The MSCI China Index has advanced nearly 4% in November after three straight months of declines. If history is a guide, that gain may well last into January, repeating a trend of positive returns posted by the gauge through the turn of the year since 2018. This seasonal support aside, improving earnings are also raising optimism.
Chinese stocks have slumped steadily through the year, with several rounds of stimulus failing to erase investor pessimism. Yet signs have started to emerge that the worst has likely passed. Ramped-up support for the ailing property sector and stabilizing geopolitical relations have rekindled appetite, with some investors seeing the potential for a sharp rebound in equities.

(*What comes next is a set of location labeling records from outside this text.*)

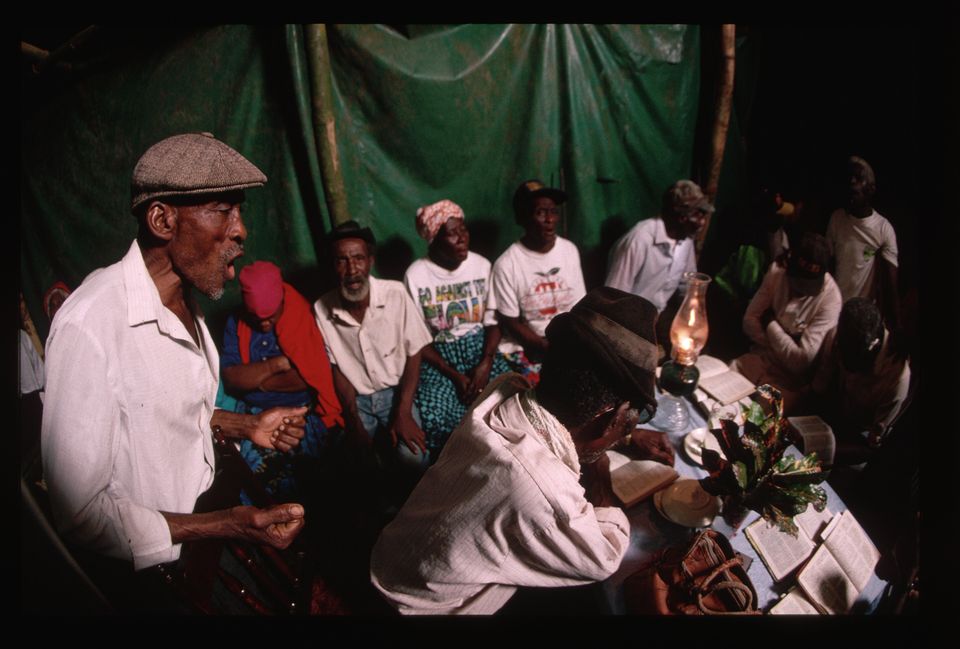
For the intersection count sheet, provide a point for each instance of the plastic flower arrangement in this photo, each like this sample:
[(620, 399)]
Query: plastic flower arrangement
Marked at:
[(754, 474)]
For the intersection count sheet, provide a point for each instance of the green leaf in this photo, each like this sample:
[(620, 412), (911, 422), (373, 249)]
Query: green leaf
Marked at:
[(741, 473), (792, 465)]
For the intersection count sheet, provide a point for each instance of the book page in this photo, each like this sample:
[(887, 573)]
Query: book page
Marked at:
[(853, 550), (781, 553), (817, 437), (636, 480), (794, 603), (813, 522), (826, 584), (727, 387)]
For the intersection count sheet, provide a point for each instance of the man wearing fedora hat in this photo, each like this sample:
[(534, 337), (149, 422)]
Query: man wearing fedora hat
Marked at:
[(520, 496), (128, 430)]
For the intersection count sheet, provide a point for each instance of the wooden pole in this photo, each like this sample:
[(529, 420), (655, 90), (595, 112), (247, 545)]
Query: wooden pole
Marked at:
[(26, 323), (721, 120), (324, 129)]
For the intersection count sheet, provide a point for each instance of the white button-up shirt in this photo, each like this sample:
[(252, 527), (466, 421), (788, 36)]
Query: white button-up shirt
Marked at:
[(372, 354), (499, 509), (647, 262), (126, 423)]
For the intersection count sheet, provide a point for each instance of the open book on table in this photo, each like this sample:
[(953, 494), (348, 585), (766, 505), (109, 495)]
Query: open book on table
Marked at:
[(781, 552), (637, 480), (837, 572), (721, 386)]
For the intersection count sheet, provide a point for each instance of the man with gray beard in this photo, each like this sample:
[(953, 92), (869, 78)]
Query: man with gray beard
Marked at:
[(375, 335), (129, 422)]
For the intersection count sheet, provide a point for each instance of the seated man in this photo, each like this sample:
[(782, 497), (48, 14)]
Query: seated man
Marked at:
[(652, 257), (863, 381), (273, 355), (535, 279), (375, 336), (864, 244), (505, 505), (787, 320), (132, 373)]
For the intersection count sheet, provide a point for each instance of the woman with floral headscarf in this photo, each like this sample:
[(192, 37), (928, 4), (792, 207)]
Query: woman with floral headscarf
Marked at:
[(451, 284)]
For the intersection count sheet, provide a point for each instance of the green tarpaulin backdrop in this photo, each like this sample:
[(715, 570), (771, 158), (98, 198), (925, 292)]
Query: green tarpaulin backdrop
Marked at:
[(463, 112)]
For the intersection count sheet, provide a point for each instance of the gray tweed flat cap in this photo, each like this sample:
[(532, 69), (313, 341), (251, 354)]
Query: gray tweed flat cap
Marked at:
[(192, 163)]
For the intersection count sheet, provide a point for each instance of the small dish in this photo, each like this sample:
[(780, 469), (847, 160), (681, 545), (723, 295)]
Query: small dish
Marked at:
[(686, 503), (698, 439)]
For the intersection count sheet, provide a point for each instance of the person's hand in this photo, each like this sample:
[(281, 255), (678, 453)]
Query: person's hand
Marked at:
[(767, 317), (404, 428), (874, 437), (279, 364), (280, 428), (462, 383), (277, 525), (595, 479), (648, 444), (479, 377)]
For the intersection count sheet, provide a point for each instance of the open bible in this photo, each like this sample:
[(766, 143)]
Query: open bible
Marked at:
[(719, 385), (781, 552), (637, 480), (836, 573)]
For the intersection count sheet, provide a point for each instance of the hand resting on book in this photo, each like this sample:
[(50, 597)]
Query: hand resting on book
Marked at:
[(648, 444)]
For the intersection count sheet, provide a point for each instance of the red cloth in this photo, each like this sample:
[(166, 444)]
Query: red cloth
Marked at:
[(261, 286), (301, 342)]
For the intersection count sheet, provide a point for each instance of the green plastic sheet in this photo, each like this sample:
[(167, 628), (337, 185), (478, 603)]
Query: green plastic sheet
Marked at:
[(461, 112)]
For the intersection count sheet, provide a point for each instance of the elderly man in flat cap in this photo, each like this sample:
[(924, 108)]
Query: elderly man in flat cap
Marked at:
[(520, 496), (651, 259), (127, 438)]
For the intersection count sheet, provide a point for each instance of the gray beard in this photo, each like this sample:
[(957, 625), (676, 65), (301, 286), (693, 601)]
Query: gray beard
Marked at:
[(355, 296)]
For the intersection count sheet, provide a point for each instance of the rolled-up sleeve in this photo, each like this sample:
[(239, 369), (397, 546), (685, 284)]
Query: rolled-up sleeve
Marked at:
[(80, 446), (626, 261), (504, 296)]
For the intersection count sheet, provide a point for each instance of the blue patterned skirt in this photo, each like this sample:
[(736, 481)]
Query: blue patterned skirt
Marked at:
[(436, 398)]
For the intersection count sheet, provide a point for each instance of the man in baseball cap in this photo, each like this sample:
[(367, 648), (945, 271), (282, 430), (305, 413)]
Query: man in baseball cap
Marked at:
[(129, 425)]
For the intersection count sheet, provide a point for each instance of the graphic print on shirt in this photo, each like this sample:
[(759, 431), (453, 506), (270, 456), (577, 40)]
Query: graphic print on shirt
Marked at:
[(447, 306), (548, 296)]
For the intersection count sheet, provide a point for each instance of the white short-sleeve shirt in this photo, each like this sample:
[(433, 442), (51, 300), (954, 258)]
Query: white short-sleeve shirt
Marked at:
[(372, 354), (535, 286)]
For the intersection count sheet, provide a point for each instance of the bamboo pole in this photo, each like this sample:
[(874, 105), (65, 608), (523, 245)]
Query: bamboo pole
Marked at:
[(721, 120), (324, 129), (26, 323)]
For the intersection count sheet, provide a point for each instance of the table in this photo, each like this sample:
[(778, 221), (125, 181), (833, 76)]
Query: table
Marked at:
[(649, 532)]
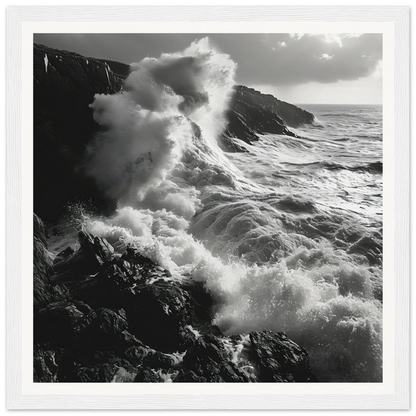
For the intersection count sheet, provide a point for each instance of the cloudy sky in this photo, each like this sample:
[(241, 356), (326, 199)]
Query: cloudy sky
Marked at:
[(298, 68)]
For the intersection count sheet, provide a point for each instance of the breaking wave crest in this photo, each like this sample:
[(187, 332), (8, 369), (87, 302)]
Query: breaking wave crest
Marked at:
[(273, 255)]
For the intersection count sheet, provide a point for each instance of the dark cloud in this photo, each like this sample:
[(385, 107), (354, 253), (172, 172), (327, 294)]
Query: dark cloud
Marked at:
[(276, 59)]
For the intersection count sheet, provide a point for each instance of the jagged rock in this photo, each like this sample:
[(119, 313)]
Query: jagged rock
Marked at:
[(209, 360), (63, 255), (59, 323), (156, 312), (108, 331), (147, 375), (146, 327), (278, 358), (45, 368), (64, 87), (252, 113), (43, 290)]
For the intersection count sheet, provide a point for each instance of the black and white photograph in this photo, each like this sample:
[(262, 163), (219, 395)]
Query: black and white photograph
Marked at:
[(208, 208)]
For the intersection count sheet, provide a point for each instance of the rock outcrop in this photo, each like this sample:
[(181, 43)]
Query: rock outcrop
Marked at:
[(252, 113), (64, 86), (104, 317)]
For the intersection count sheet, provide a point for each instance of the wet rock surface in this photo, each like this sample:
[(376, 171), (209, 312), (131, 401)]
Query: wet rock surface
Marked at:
[(252, 113), (113, 318)]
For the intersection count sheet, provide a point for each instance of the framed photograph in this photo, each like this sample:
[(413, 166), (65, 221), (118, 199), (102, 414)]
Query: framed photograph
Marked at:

“Multiple re-rating could drive a year-end rally,” with large-cap and high-beta stocks expected to lead the rise, BofA Securities strategists including Winnie Wu wrote in a recent note. Structural reforms and new economic growth drivers would still be needed for the rally to sustain, they said.
Earnings momentum for Chinese companies also appear to be improving with third-quarter profit growing 3% on-year, compared to a 6% drop in the previous three-month period, according to UBS Group AG.
For 2024, earnings-per-share are estimated to grow 10%, “driven by lower property write-off and a modest improvement in margin,” UBS strategists including James Wang wrote in a note.
That’s not to say things are looking all rosy from here. Foreign funds have continued to sell Chinese stocks in November, set for a fourth straight month of outflows. And while the US-China summit has helped ease geopolitical tensions to some extent, their tech rivalry remains an overhang and the property market slump may last for years.
Still, China is an “attractively valued and under-owned market that has the potential for a sharp recovery,” said Ferdinand Cheuk, a portfolio manager at Templeton Global Equity Group. “With attention to bottom-up fundamentals and diversification, investors should be able to identify quality companies for long-term return, despite the current macro uncertainties.”